Auch Techno feiert mittlerweile Revival-Parties, wie man sie vom Rock her kennt. Andreas Rossmann, E-Werk-Mitinhaber, bezeichnete tatsächlich die „Eternal Classic Night“ am 1. April als „die beste Party, die hier stattfand“. An diesem Abend nudelten noch einmal die „guten alten Hits aus der Techno-History“ von Rok, Tanith und GTO vom Plattenteller.

Als echtes Ereignis firmiert dagegen für die meisten, wenn der britische DJ-Star Dave Clark im Berliner Elektro auflegt, dem kleinsten Club der Republik. Doch auch Clark kritisiert die Begeisterungsvernichtung durch Massenaufmärsche: „In London ist zuviel. Die Leute sind nicht mehr begeisterungsfähig, auch nicht bei guten Dingen.“

Das echte, unverfälschte Dancefloor-Glück leuchtet nur selten noch. In Berlin etwa im House-Club „IT“, lokalisiert im Café Moskau an der Karl-Marx- Allee. Altmeister wie DJ Duke aus New York inszenieren dort eine soulfulle Hysterie, die schwule Szene trägt mit ausgefeiltem Vogueing ihr Scherflein bei (wie der Camp der Schwulen überhaupt die Essenz der souligen Dramatik des New Yorker Deep House ist). In diesem Sinn ist dem 212. Mega-Super-Abzocker-Rave klar ein schwul-lesbisches Straßenfest in der Motzstraße vorzuziehen, wo eine buntscheckige Menge zur Tea-Time haust.

Doch wenig davon ist bis zu den Mainstream-Medien durchgedrungen, die seit fünf Jahren mit bertimäßiger Verläßlichkeit ihren Refrain wiederholen: „Anna, 16, nach 16 Mayday-Stunden: Ich lebe immer noch!“ Wo man auch hinschaut, gibt es sie, diese leicht pornographischen Berichte abgefeimter Endzwanziger-Karrieristen, in denen es stets nur um Exzeß und Erfolg geht.

Für die Novizen der „Dritten Rave-Generation“ spielt das aber alles keine besonders große Rolle. Für sie hat Feuilletonismus und Journalistensoziologie genausowenig Gebrauchswert wie der tonnenschwere Überbau der „ravenden Gesellschaft“. Leserbriefe in Frontpage attackierten den Utopismus als „abgehoben“ und „so was von zynisch“ angesichts der realen Lage der ravenden Erwerbstätigen.

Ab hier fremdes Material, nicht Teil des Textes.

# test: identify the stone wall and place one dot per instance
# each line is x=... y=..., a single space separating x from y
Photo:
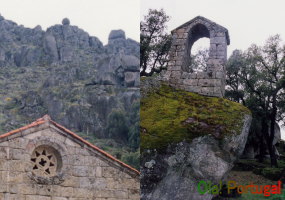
x=83 y=173
x=212 y=81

Techno/House ist nun einmal kein Rock, braucht keine selbsternannten Avantgardisten, die die Welt beglücken wollen. Hoffnungsvoll tönen die Resultate dreiwöchiger Feldforschung von meinem Tape – Attacken der 20jährigen gegen die Ideologie der ravenden Großväter: Is' uncool, was soll das Gelaber!